I mean screen time is down to you making rules and sticking to them regardless of a phone. Since it's already a problem then you aren't enforcing it anyway as the parent..however our older kids 11-13 do have smart phones but not brand new because there's no way I'm replacing a brand new if it got broken...also every evening from 7pm all phones are put in a basket to be charged and ready for the next day so screen time is reduced, there are also restrictions on all phones regarding internet and sites, age ratings etc, and they also know that either parent can ask to check phones whenever they feel like it..All of this was talked about over and over until they got there first smart phone and we've not had any problems in 3 years..The kids know the expectations, boundaries etc

TeenToTwenties · 13/11/2025 06:45

Second hand smartphone.
Locked down.
Clear rules in place as a condition for having phone.

CEX.

Invisablepanic · 13/11/2025 06:49

You're not being unreasonable to say no to a phone but I think the reasons you gave her (tidying her room etc) are more likely to make her frustrated. I would be more inclined to give her a more specific timeline (Y8 for example). Otherwise it sounds like you are making excuses not to give her a phone. Which is fine if you don't want her to have a phone for X amount of time but I hink you need to tell her, she might have a messy room and need nagging to do her homework for another month or 3 years and to her it will feel impossible.

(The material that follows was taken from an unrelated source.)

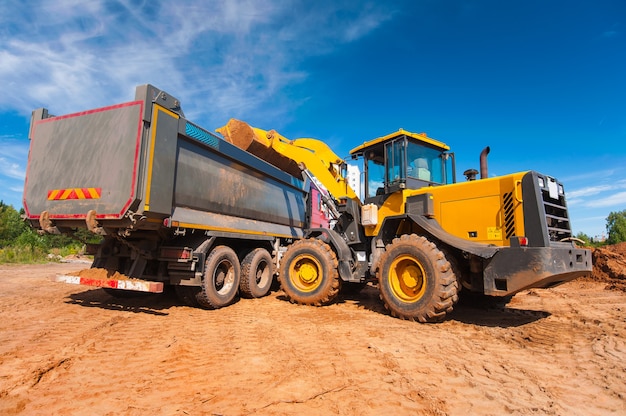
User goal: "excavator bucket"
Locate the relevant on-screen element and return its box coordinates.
[216,118,302,178]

Mine do have phones but they have a lot of restrictions which works for us. They got them just before high school so they wouldn't feel left behind, they still moan as they aren't allowed snap chat and the phone shuts down after a certain time but they feel better than if they didn't have a phone full stop

mindutopia · 13/11/2025 09:28

Ultimately, she’s probably not going to keep her room tidy or do homework independently or stay off screens unless you enforce limits. She’s 11. Many adults struggle with these things. You will need to tell her what to do and put expectations and limits in place.

If she is Y6, I’d say she doesn’t need a phone yet, but it’s something to work towards in the spring/summer. If she is Y7, yes, most of them will have a phone and I’d introduce it with very strict parental controls and monitoring. As in you control how long she’s on it (not much), what she can download (you have to approve all apps), no social media, and you monitor it daily including reading all messages.

And she gets an old phone you find in a drawer somewhere. My dd (she’s in Y8) has an old phone of dh’s, when that breaks she’ll get my old phone. A monthly plan is expensive enough at 11, no one needs an £800 iPhone. My dd threatens that when she starts working next year she’s going to buy herself a pony, but that’s no more likely that her buying a brand new phone. 😂

elviswhorley · 13/11/2025 11:53

Yes, a mobile is important and she should have one. My daughter's was £150 from John Lewis the other week. The cheapest they had. It's fine.

No, she does not need the newest and best model.

If she said she's gonna buy that herself deal with that immediately. If she has a grand lying around aged 11 she's probably being groomed or something. This is your real issue.